Pooh had been tucked under the arm of a disgruntled Vader again. The Sith Lord was thinking hard to think of another for foe poohnishing, but somehow poohsecute did not sound any better. It was a sad place, indeed, when a Sith Lord could not attend to his own pleasure without being endangered of poohification.
"To return to the idea of having a break at Rabbit's…" Pooh tried again.
This time he was not interrupted by Vader, but an orange and brown lightning ball that shot against Vader's chest plate. Instead of toppling over, as usual victims of this attack, the attacker bounced back in a flurry of movements.
"Hey, this is not, how this should go," Tigger complained as soon as he had sorted himself again. He raised a fist at Vader. "This is not fun, if you don't play along…"
"Another." Jango sounded almost bored.
Only then, Tigger recognised the second figure. "Oh, coming in packs, huh?"

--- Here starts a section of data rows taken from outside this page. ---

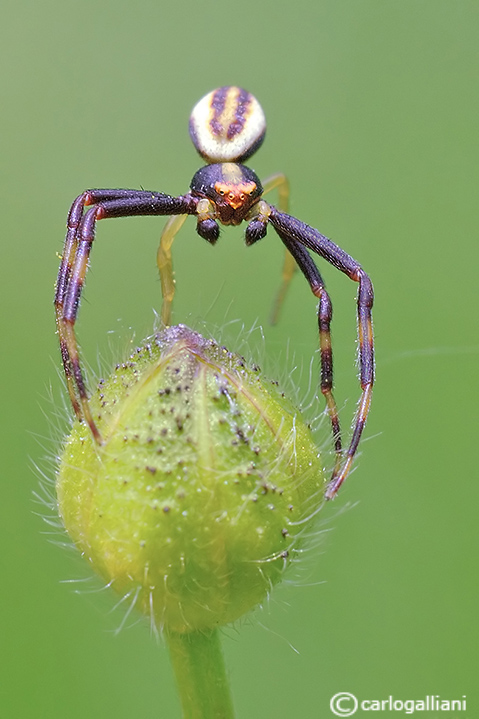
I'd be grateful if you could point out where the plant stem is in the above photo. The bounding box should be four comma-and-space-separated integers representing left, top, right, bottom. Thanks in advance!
166, 629, 234, 719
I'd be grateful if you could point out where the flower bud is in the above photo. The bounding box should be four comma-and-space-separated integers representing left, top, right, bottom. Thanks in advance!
57, 325, 325, 632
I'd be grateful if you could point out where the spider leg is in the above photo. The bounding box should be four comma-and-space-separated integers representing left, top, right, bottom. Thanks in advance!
263, 173, 296, 325
278, 232, 343, 476
156, 215, 188, 327
269, 207, 374, 499
55, 189, 158, 419
55, 190, 196, 444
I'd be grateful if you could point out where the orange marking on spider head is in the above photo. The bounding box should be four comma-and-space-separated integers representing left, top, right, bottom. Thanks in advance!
215, 182, 256, 210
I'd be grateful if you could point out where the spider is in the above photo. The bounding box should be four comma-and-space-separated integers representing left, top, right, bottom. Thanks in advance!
55, 86, 374, 499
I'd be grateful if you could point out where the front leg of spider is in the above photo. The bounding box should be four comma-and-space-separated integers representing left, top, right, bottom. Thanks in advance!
55, 190, 197, 444
269, 208, 374, 499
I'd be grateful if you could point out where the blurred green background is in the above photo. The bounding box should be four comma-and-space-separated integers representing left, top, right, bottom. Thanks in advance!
0, 0, 479, 719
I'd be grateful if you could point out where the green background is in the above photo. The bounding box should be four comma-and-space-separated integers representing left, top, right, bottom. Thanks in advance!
0, 0, 479, 719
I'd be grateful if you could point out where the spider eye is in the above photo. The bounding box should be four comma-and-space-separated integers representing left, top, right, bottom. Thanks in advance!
190, 86, 266, 163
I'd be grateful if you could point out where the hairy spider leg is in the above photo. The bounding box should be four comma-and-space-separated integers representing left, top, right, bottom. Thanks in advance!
55, 189, 156, 428
276, 228, 343, 476
55, 190, 197, 444
156, 173, 290, 327
268, 207, 374, 499
263, 173, 297, 325
156, 215, 188, 327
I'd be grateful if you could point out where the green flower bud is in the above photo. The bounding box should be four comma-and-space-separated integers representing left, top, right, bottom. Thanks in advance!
57, 325, 325, 633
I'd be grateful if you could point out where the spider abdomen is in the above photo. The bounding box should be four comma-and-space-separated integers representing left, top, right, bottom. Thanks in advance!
189, 86, 266, 162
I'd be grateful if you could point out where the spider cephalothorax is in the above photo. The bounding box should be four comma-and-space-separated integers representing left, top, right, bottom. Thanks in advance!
55, 86, 374, 499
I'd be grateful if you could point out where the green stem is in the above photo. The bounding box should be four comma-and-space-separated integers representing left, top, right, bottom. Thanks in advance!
166, 629, 234, 719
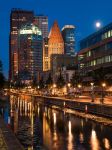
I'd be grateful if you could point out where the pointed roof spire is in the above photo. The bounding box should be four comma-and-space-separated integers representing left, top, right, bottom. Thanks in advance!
49, 20, 63, 43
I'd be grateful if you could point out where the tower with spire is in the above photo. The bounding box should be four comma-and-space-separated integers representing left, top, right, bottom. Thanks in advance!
48, 21, 64, 70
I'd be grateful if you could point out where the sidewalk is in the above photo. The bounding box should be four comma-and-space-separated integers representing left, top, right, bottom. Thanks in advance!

"Hello Tigger," Pooh and Piglet chimed in, making him look from them back to Vader and Jango rapidly.
"And taking hostages, too! Don't worry I will rescue you. Rescuing is what Tiggers do best!"
He jumped at Vader gain, hitting his chest plate with his fits when he was up, going for the Dark Lord's knee caps when he was down. The effect was - an annoyed Vader.
After resetting his switches after another attack by Tigger, his free hand shot out and grabbed the feline by the throat. "Do you wish to die?"
"Ooh," Tigger considered for a moment. "What are the other options?"
"You could get lost," the Dark Lord offered darkly.
"Or tell us where Gopher is?" Pooh suggested. "I am starting to feel hungry, and we really should get this over with before it is time to eat."
"Gopher?" Tigger stroked his chin in though. "I have seen him at the bridge. I think he was trying to put some improvements on it."
"My sensor pick up running water a few yards in that direction," Jango put in.
"Good," Vader dropped Tigger and strode off, the bounty hunter following.
"Tiggers don't like extortion," the striped feline, pouted for a moment, his arms crossed in front of his chest. Then curiosity got the better of him and he bounced after the small group.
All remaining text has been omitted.